Conversando com amigas que estão no mundo do rock, percebi que também acontece uma objetificação horrível. Elogiam o talento do guitarrista, do vocalista, enquanto as mulheres da banda são “gostosas” (CARVALHO, s.d.).

A partir disso, é possível observar que a mulher, na indústria do rock, é inferiorizada a estereótipos e a uma hiperssexualização sem limites. Seja uma simpatizante do gênero ou uma artista do rock, o ambiente se pauta por uma opressão à condição feminina, quando nomeiam mulheres que ouvem rock como “sedentas por atenção” ou “fãs medianas”, menosprezando seus traços de personalidade enquanto um indivíduo que gosta do gênero musical. Outro aspecto é a objetificação das mulheres no rock, onde são reduzidas a sex symbols ou groupies (fãs de artistas que os acompanham em turnês e shows) supérfluas e fáceis de serem influenciadas.

Na esquerda, Hayley Williams, líder da banda Paramore; e na direita, Björk.

Em entrevista, cantoras como Hayley Williams e Björk expressaram suas insatisfações com o machismo no meio musical, narrando episódios de assédio, desvalorização de sua arte, homens que levaram o crédito por suas ideias, diminuição de suas capacidades profissionais, entre outros (PAULA, 2015).

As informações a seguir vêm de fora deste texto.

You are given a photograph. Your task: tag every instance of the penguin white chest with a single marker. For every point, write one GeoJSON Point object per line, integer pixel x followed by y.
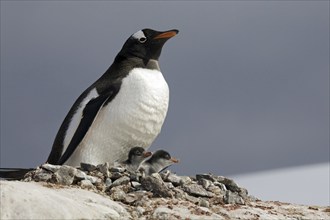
{"type": "Point", "coordinates": [133, 118]}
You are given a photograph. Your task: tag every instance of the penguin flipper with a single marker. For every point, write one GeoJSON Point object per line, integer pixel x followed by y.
{"type": "Point", "coordinates": [88, 116]}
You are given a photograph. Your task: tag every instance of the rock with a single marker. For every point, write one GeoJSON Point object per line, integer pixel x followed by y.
{"type": "Point", "coordinates": [65, 175]}
{"type": "Point", "coordinates": [156, 185]}
{"type": "Point", "coordinates": [116, 175]}
{"type": "Point", "coordinates": [229, 183]}
{"type": "Point", "coordinates": [50, 167]}
{"type": "Point", "coordinates": [140, 211]}
{"type": "Point", "coordinates": [233, 198]}
{"type": "Point", "coordinates": [136, 184]}
{"type": "Point", "coordinates": [117, 194]}
{"type": "Point", "coordinates": [93, 179]}
{"type": "Point", "coordinates": [121, 181]}
{"type": "Point", "coordinates": [216, 190]}
{"type": "Point", "coordinates": [205, 176]}
{"type": "Point", "coordinates": [130, 198]}
{"type": "Point", "coordinates": [117, 169]}
{"type": "Point", "coordinates": [185, 180]}
{"type": "Point", "coordinates": [80, 175]}
{"type": "Point", "coordinates": [86, 184]}
{"type": "Point", "coordinates": [196, 190]}
{"type": "Point", "coordinates": [88, 167]}
{"type": "Point", "coordinates": [173, 178]}
{"type": "Point", "coordinates": [159, 196]}
{"type": "Point", "coordinates": [205, 183]}
{"type": "Point", "coordinates": [204, 203]}
{"type": "Point", "coordinates": [104, 169]}
{"type": "Point", "coordinates": [221, 186]}
{"type": "Point", "coordinates": [108, 183]}
{"type": "Point", "coordinates": [42, 175]}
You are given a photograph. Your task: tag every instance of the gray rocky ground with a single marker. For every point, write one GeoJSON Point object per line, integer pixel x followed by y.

[…] fui assediada por rapazes que tinham provavelmente uns bons 10 anos a mais que eu. Lembro-me de tocar no North Star Bar [na Filadélfia] e de um cara gritar “tira a blusa!” provavelmente umas 10 vezes. Isso já aconteceu em outras ocasiões, mas esse cara foi muito agressivo. Lá pela quinta ou sexta vez, percebi que eu estou com o microfone nas mãos. Eu tenho o poder aqui. E não tenho que ficar quieta (WILLIAMS, em entrevista à Rolling Stone, 2013, apud PAULA, 2015).

Por conseguinte, o sexismo também enraizado nas estruturas da indústria musical diminui o prestígio por artistas femininas na cena do rock, tendo em vista que recebem menos visualizações, são mais restritas de liberdade artística, e menos tocadas em festivais. Ao aprofundar a discussão e atingir o tópico da masculinidade hegemônica, percebe-se que alguns homens classificam a música feita por mulheres como “feminina demais” para um homem ouvir, afastando-se de obras femininas por meio de uma justificativa misógina, e que reforça papéis de gênero impostos pelo patriarcado. A necessidade de reforçar uma virilidade também se encontra presente no desprezo pelas mulheres na cena do rock.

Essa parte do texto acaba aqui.